Security researchers have announced that in two crypto exchanges, users have identified vulnerabilities that lead to easy access to $ 18 million crypto money.
It was determined that two crypto exchanges that accidentally exposed their users ‘private keys and personal data also endangered users’ over $ 18 million crypto money.
As reported by CyberNews , one of the two exchanges identified by security researchers was Swedish-based Lykke. It was found that there are $ 16.5 million cryptocurrencies in hot wallets in a public database of this exchange.
The researchers browsing the database easily accessed Lykke’s API keys and provided unlimited access to the platform. They could trade, deposit and withdraw with API keys. Later, they accessed customers’ private keys. With these private keys, they could directly access the customer’s wallet and do many things, including spending, transfer and trading.
The researchers were able to see the transactions and balances of each customer in the database they accessed.
Lykke was not the only stock market to seriously jeopardize the security of its users’ money.

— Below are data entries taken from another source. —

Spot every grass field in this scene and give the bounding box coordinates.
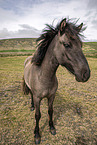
[0,38,97,145]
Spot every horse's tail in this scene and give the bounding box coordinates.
[22,76,30,95]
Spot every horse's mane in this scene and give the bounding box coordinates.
[32,19,84,65]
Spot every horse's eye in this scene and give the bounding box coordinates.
[63,43,70,48]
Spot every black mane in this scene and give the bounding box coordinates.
[32,19,83,65]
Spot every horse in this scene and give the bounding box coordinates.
[22,18,90,144]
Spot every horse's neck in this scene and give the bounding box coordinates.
[41,35,59,78]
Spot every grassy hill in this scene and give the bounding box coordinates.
[0,39,97,145]
[0,38,97,58]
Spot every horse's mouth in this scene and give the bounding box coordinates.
[75,70,90,83]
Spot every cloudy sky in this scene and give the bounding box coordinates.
[0,0,97,41]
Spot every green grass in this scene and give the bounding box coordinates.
[83,42,97,58]
[0,56,97,145]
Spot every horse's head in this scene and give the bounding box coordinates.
[54,19,90,82]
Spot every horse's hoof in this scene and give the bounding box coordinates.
[31,107,35,111]
[34,137,41,144]
[50,129,56,135]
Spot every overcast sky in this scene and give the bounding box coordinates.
[0,0,97,41]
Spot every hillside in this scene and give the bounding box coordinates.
[0,38,97,58]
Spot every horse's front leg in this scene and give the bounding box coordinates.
[34,99,41,144]
[30,92,35,111]
[48,97,56,135]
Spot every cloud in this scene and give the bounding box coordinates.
[0,24,40,39]
[0,0,97,39]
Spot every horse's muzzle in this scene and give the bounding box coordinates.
[75,69,90,82]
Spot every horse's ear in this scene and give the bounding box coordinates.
[77,23,83,33]
[60,18,66,34]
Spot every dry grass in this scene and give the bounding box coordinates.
[0,56,97,145]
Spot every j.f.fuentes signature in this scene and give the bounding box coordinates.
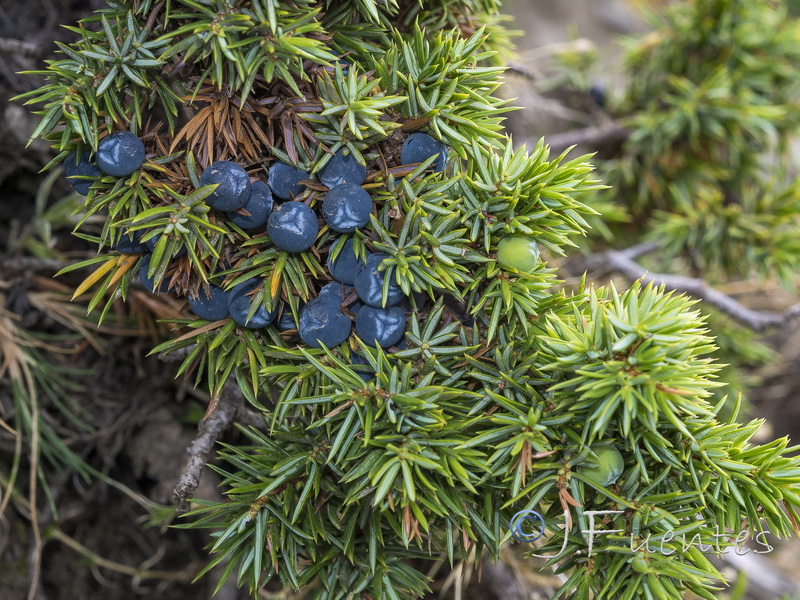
[509,510,774,558]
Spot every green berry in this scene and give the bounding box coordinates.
[578,446,625,487]
[497,237,539,272]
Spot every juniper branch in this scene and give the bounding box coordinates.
[589,243,800,331]
[173,380,244,513]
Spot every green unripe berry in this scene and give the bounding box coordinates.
[497,236,539,272]
[578,446,625,486]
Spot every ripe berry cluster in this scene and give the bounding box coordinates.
[64,126,476,362]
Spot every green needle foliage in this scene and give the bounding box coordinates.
[603,0,800,285]
[14,0,800,600]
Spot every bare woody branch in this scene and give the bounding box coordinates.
[589,243,800,331]
[544,121,630,152]
[173,379,255,513]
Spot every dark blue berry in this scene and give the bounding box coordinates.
[328,238,364,285]
[322,183,372,233]
[400,133,447,171]
[200,160,250,212]
[96,131,144,177]
[112,230,147,254]
[139,254,169,294]
[356,306,406,348]
[228,279,278,329]
[189,285,230,321]
[267,200,319,252]
[267,163,311,200]
[353,253,403,308]
[64,152,102,196]
[228,181,272,231]
[144,233,186,258]
[319,149,367,188]
[298,294,353,348]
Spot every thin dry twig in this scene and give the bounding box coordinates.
[589,243,800,331]
[173,379,244,513]
[545,121,631,152]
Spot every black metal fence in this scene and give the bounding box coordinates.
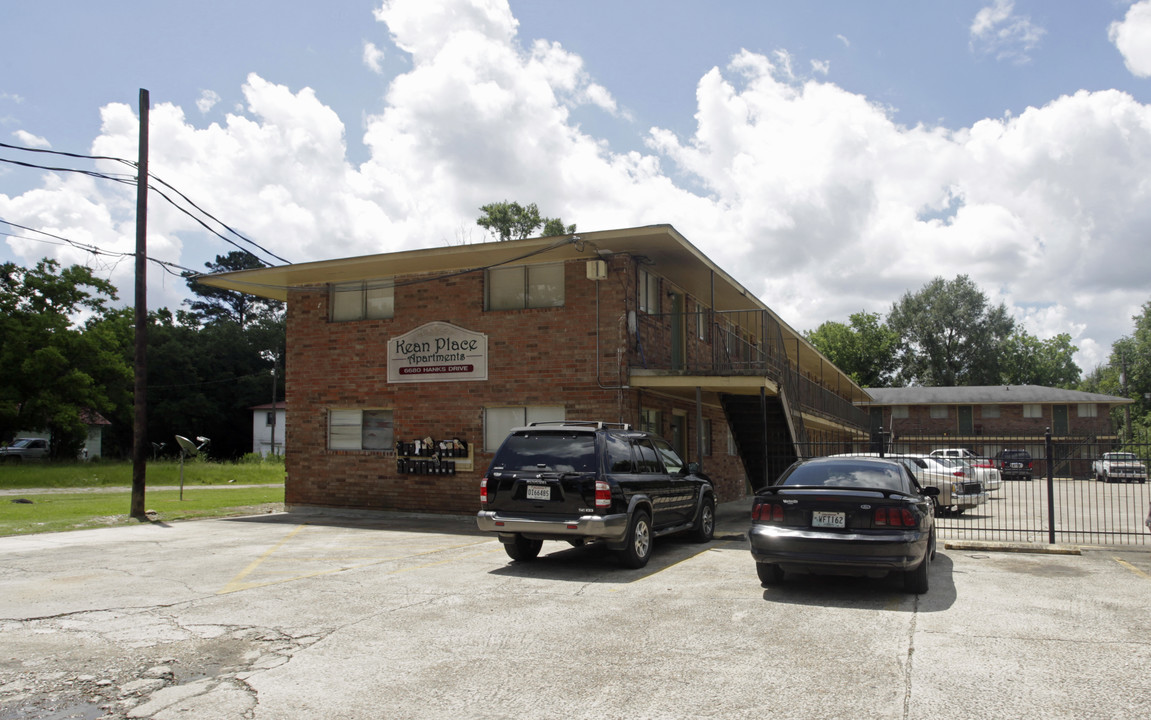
[787,435,1151,545]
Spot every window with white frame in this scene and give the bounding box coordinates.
[483,406,566,452]
[639,270,660,314]
[640,408,663,435]
[695,302,711,343]
[329,279,396,322]
[486,262,564,311]
[328,409,395,451]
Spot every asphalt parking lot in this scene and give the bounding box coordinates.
[0,504,1151,720]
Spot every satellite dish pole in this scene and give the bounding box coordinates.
[128,87,148,520]
[176,435,212,500]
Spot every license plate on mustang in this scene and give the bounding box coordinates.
[811,510,847,528]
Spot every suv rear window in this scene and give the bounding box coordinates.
[491,432,596,473]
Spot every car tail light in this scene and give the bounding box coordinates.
[595,480,611,510]
[875,507,915,528]
[752,503,784,522]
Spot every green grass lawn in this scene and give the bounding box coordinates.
[0,461,284,536]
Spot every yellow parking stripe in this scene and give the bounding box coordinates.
[216,524,493,595]
[1112,557,1151,580]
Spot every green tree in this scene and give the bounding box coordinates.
[887,275,1015,386]
[1000,330,1082,389]
[0,259,131,458]
[184,250,283,328]
[475,200,576,242]
[806,312,900,388]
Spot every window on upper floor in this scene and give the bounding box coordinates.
[328,279,396,322]
[639,270,660,314]
[485,262,564,311]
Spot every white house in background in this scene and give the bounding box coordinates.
[251,400,288,457]
[9,408,112,460]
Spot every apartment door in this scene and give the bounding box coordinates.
[671,293,687,370]
[956,405,975,435]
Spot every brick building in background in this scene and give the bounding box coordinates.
[200,225,868,513]
[860,385,1134,476]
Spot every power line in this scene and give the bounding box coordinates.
[0,217,197,277]
[0,143,291,266]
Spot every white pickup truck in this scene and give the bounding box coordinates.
[1091,452,1148,483]
[0,437,49,462]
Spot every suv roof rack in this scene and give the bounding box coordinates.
[527,420,632,430]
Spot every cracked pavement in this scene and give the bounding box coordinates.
[0,504,1151,720]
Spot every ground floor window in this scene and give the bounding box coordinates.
[483,406,566,452]
[328,409,395,450]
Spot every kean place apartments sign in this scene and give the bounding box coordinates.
[388,322,488,383]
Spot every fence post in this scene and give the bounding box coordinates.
[1043,428,1055,545]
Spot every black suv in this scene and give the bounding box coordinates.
[996,447,1031,480]
[475,421,716,568]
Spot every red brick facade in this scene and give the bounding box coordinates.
[285,254,746,513]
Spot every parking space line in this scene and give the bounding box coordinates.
[216,523,493,595]
[1111,557,1151,580]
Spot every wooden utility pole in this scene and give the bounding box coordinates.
[129,87,148,519]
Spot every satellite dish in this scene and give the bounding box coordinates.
[176,435,200,455]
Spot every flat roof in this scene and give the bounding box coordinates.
[864,385,1135,405]
[196,224,866,397]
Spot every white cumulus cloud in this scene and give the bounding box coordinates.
[1107,0,1151,77]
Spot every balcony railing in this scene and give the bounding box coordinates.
[632,311,868,428]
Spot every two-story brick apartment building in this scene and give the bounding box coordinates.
[200,225,867,513]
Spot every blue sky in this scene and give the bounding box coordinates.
[0,0,1151,370]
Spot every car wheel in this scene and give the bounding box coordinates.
[755,562,784,588]
[904,533,935,595]
[619,511,651,569]
[504,535,543,562]
[692,496,716,543]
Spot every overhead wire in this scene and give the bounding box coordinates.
[0,143,291,266]
[0,217,198,277]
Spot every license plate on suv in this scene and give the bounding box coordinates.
[811,510,847,528]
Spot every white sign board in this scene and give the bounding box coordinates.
[388,322,488,383]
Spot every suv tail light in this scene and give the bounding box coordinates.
[752,503,784,522]
[595,480,611,510]
[875,507,915,528]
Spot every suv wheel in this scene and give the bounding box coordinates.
[619,510,651,568]
[504,535,543,562]
[692,496,716,543]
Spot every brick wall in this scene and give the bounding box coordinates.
[285,255,744,513]
[883,404,1112,437]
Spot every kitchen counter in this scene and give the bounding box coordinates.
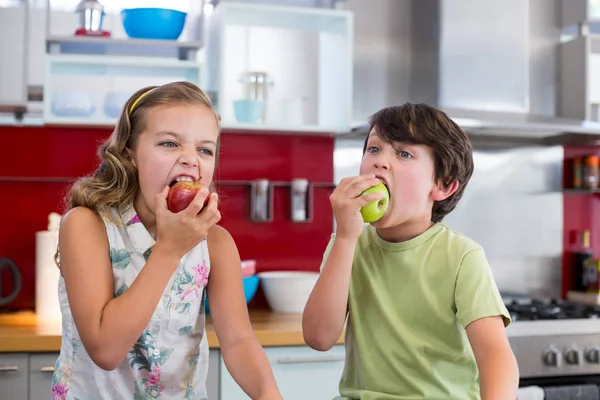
[0,311,343,353]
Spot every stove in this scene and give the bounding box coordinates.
[503,295,600,386]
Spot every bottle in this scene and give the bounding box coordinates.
[573,229,593,292]
[583,155,600,190]
[573,157,583,189]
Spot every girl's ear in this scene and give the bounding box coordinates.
[123,147,137,168]
[431,179,459,201]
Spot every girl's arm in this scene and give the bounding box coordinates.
[59,207,179,371]
[208,226,281,400]
[59,186,220,370]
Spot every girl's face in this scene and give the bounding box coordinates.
[133,104,219,215]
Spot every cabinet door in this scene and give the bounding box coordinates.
[29,353,58,400]
[0,1,28,107]
[0,353,28,400]
[220,345,344,400]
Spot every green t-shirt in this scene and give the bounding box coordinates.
[321,223,510,400]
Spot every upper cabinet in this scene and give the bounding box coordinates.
[206,1,354,133]
[0,1,29,111]
[558,0,600,121]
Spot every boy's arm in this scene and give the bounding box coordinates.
[302,234,357,351]
[454,248,519,400]
[302,174,382,351]
[467,316,519,400]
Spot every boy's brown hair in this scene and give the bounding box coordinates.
[363,103,474,222]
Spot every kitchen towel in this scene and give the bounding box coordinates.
[35,213,62,321]
[544,384,600,400]
[517,386,544,400]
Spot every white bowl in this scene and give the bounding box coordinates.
[258,271,319,314]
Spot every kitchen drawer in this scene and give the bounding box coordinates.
[29,353,58,400]
[0,353,28,400]
[220,345,345,400]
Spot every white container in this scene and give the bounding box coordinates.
[258,271,319,314]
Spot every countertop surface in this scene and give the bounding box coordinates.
[0,310,343,353]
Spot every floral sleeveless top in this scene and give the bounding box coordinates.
[52,207,210,400]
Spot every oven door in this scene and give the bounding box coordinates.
[518,375,600,400]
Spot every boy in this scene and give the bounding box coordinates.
[302,103,519,400]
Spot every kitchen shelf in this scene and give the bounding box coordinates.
[46,35,202,62]
[563,189,600,194]
[43,54,203,126]
[205,1,354,133]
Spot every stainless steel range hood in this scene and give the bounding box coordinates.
[355,0,600,144]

A similar situation was discovered in Hubdex, the China-based decentralized stock market. This platform, which claims to have more than 160 thousand users, could be easily entered into the database, and in addition to the private keys and passwords, the special documents given by the users for authentication were also reached. Over 1 million private keys were found in Hubdex that are accessible. Researchers estimate that the user presence on the stock exchange is $ 1-2 million.
According to the news, Lykke quickly responded to hackers with white hats, verifying that there was a security vulnerability in their databases and fixed the problem. The vulnerability in Hubdex was also quickly removed.